We accelerate their AI journey by delivering leading GPU infrastructure, seamless scalability, and AI-first operational support—helping bring advanced AI applications to fruition without the complexity of managing underlying compute architecture.
Responsibilities
As a Cloud Infrastructure Engineer, you will:
- Design, deploy, and maintain scalable cloud infrastructure for GPU workloads using tools like Terraform, Ansible, and Kubernetes.
- Automate provisioning of compute resources across bare-metal and cloud environments.
- Manage container orchestration platforms (Kubernetes, Docker) for multi-tenant GPU cluster environments.
- Monitor infrastructure performance, uptime, and system health using observability tools (Prometheus, Grafana, ELK, etc.).
- Maintain and optimize storage, networking, and load balancing layers for high-throughput AI workloads.
- Implement CI/CD pipelines for both infrastructure and application-level changes.
- Collaborate with software engineers, platform teams, and AI researchers to understand workload needs and optimize system performance accordingly.
- Ensure infrastructure security, including secrets management, RBAC, and compliance with best practices.
- Troubleshoot and resolve infrastructure incidents, scaling issues, and performance bottlenecks.

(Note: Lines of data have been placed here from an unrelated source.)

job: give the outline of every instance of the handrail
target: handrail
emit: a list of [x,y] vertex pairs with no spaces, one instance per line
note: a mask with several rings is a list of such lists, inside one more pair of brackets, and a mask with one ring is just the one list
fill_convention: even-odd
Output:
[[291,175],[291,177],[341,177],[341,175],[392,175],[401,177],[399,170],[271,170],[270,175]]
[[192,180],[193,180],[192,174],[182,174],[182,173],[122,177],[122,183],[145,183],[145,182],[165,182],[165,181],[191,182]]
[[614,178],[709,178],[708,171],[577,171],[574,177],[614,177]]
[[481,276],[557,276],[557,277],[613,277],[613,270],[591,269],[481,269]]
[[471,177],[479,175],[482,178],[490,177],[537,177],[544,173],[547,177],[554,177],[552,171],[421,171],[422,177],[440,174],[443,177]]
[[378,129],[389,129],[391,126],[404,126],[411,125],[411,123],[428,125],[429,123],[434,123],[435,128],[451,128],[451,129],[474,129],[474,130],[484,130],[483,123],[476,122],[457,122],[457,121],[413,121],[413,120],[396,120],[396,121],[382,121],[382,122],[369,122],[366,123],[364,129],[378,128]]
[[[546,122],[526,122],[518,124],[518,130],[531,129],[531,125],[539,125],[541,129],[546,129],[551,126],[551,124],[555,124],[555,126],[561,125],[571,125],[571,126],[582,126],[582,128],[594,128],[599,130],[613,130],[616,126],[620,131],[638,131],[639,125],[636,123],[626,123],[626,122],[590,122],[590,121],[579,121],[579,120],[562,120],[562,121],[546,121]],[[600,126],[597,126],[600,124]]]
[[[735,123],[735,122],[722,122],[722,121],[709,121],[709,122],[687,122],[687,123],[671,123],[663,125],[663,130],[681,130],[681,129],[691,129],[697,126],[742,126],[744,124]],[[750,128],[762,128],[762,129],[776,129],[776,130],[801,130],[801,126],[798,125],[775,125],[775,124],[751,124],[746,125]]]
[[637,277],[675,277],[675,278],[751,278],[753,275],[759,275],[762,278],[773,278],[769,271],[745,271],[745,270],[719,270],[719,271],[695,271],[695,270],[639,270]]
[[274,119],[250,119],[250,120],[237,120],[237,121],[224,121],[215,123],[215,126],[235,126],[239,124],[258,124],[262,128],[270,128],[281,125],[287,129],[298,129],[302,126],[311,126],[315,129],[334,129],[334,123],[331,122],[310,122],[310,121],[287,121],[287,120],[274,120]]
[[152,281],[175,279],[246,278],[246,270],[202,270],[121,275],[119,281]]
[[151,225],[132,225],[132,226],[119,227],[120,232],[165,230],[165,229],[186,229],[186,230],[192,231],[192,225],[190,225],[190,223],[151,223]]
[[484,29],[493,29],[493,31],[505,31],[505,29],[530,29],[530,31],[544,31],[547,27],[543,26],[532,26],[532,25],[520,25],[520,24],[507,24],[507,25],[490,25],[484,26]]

- Support hardware provisioning, firmware updates, and GPU driver/CUDA installations.
Qualifications
- 3–7 years of experience in DevOps, Site Reliability, or Infrastructure Engineering roles.
- Deep experience managing Linux systems in production environments.
- Experience deploying and managing Kubernetes clusters at scale (bare metal or cloud-native).
- Familiarity with GPU drivers (NVIDIA, CUDA) and workload optimization is a plus.
- Proficiency in scripting languages (Bash, Python, Go, etc.).
- Strong understanding of networking, firewalls, and storage systems in distributed compute environments.
- Experience with CI/CD tools such as GitLab CI, ArgoCD, Jenkins, or Flux.
- Excellent communication and documentation skills.